BIJLAGE 7 (art. 13). Instructie voor de deputaten voor het beheer van de algemene kas tot steun aan de kerken ten behoeve van de verzorging van emeriti predikanten, predikantsweduwen en -wezen Art. 1.
De plaatselijke kerken zijn verplicht overeenkomstig Gods Woord in het levensonderhoud van hun emeriti predikanten, predikantsweduwen en -wezen op een verantwoorde wijze te voorzien. De kerken hebben aan deze verplichting uitdrukking gegeven in art. 13 K.O.
Art. 2.
Er bestaat een algemene kas, die gerechtigd is aan de plaatselijke kerken uitkeringen te doen om aan de in art. 1 bedoelde verplichtingen te helpen voldoen. In overleg met de desbetreffende kerkenraden kunnen de uitkeringen uit de kas ook rechtstreeks aan de belanghebbende emeriti predikanten, predikantsweduwen en -wezen worden gedaan.
Art. 3.
Het beheer van de kas is opgedragen aan acht deputaten, die daartoe machtiging en instructie ontvangen van de generale synode. Elk van de vier particuliere synoden benoemt een deputaat met een secundus. Deze deputaten hebben drie jaren zitting, doch zijn bij aftreding terstond herkiesbaar. De voorzitter, de eerste en de tweede 83
penningmeester en de deputaat-actuaris worden benoemd door de generale synode voor de periode, die ligt tussen de benoemende en de volgende generale synode. Zij zijn herbenoembaar. Deputaten zijn verplicht op aanvraag van de desbetreffende kerkenraad steun te verlenen, overeenkomstig de in deze instructie gestelde regels. Art. 4.

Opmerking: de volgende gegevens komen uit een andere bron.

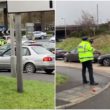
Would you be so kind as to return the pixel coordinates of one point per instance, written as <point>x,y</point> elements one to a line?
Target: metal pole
<point>65,28</point>
<point>18,52</point>
<point>97,16</point>
<point>13,59</point>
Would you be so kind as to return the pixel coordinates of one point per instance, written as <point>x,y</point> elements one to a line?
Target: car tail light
<point>47,59</point>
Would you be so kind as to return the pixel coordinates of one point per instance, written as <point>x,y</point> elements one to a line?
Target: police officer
<point>2,41</point>
<point>85,53</point>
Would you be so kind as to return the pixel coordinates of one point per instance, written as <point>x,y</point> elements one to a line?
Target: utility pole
<point>97,16</point>
<point>65,27</point>
<point>19,65</point>
<point>13,58</point>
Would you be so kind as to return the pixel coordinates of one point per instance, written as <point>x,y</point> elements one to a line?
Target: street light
<point>65,26</point>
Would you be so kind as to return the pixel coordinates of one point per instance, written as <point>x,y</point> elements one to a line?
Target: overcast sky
<point>71,11</point>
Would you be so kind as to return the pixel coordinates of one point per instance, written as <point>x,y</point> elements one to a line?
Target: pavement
<point>39,75</point>
<point>73,91</point>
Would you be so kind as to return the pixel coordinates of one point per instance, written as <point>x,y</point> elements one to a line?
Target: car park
<point>104,60</point>
<point>52,39</point>
<point>72,56</point>
<point>39,35</point>
<point>48,45</point>
<point>60,53</point>
<point>34,58</point>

Wanneer deputaten art. 13 K.O. van een classis bericht van emeritaatsverlening hebben ontvangen, zenden zij aan de desbetreffende kerkenraad een formulier met verzoek de daarop gevraagde inlichtingen te verstrekken.
Art. 5.
De uitkeringen uit de kas aan de emeriti predikanten en de predikantsweduwen worden afgeleid van een door de generale synode vast te stellen uitkeringsgrondslag. Deze bedraagt 130 procent van het aanvaardbare minimumtraktement voor predikanten met 15 dienstjaren. Elke generale synode besluit of de koppeling van de uitkeringsgrondslag aan het in de vorige alinea genoemde minimumtraktement tot de eerstvolgende synode gehandhaafd blijft.
Art. 6.
De uitkeringen worden per kwartaal bij vooruitbetaling gedaan.
Art. 7.
Een emerituspredikant van vijfenzestig jaar of ouder ontvangt een zodanige uitkering uit de emeritikas dat deze, tezamen met zijn AOWuitkering, 70% van de uitkeringsgrondslag bedraagt. Ingaande het jaar 2005 geldt als AOW-uitkering voor zowel een gehuwde als een ongehuwde emerituspredikant van vijfenzestig jaar of ouder tweemaal de jaarlijkse uitkering voor een gehuwde ingevolge de AOW. Voor ongehuwde emerituspredikanten van vijfenzestig jaar of ouder, die in 2004 al een uitkering uit de emeritikas ontvingen, geldt dat de bepalingen zoals die golden tot en met 2004 tot aan hun overlijden worden gerespecteerd. Een emerituspredikant die de leeftijd van vijfenzestig jaar nog niet heeft bereikt, ontvangt een zodanige uitkering uit de emeritikas dat deze, tezamen met zijn eventuele WAZ-uitkering, 75% van de uitkeringsgrondslag bedraagt. Bovendien worden aan emeritipredikanten beneden de leeftijd van vijfenzestig jaar de hun opgelegde aanslagen in de premieheffing voor de volksverzekeringen gerestitueerd voor zover de aanslagen betrekking hebben op de tijd die valt na de datum waarop hun uitkering uit de emeritikas is ingegaan.
Art. 8.
Op de uitkering ingevolge art. 7 voor emeriti predikanten van 65 jaar of ouder worden in mindering gebracht: a. inkomsten die predikanten genieten uit hoofde van de vervulling van bijzondere arbeid, als bedoeld in art. 6 K.O., inclusief een hun als zodanig toegekend pensioen, voorzover die 15% van het aanvaardbare minimumtraktement van predikanten zoals vermeld in artikel 5 te boven gaan;
84
b. pensioenrechten, die voortvloeien uit de vervulling van functies vóór en/of nevenfuncties tijdens de ambtsperiode, voorzover die 15% van het aanvaardbare minimumtraktement van predikanten zoals vermeld in artikel 5 te boven gaan; c. de korting op de AOW-uitkering, die voortvloeit uit het niet-verzekerd zijn gedurende het verblijf buitenslands. Art. 9.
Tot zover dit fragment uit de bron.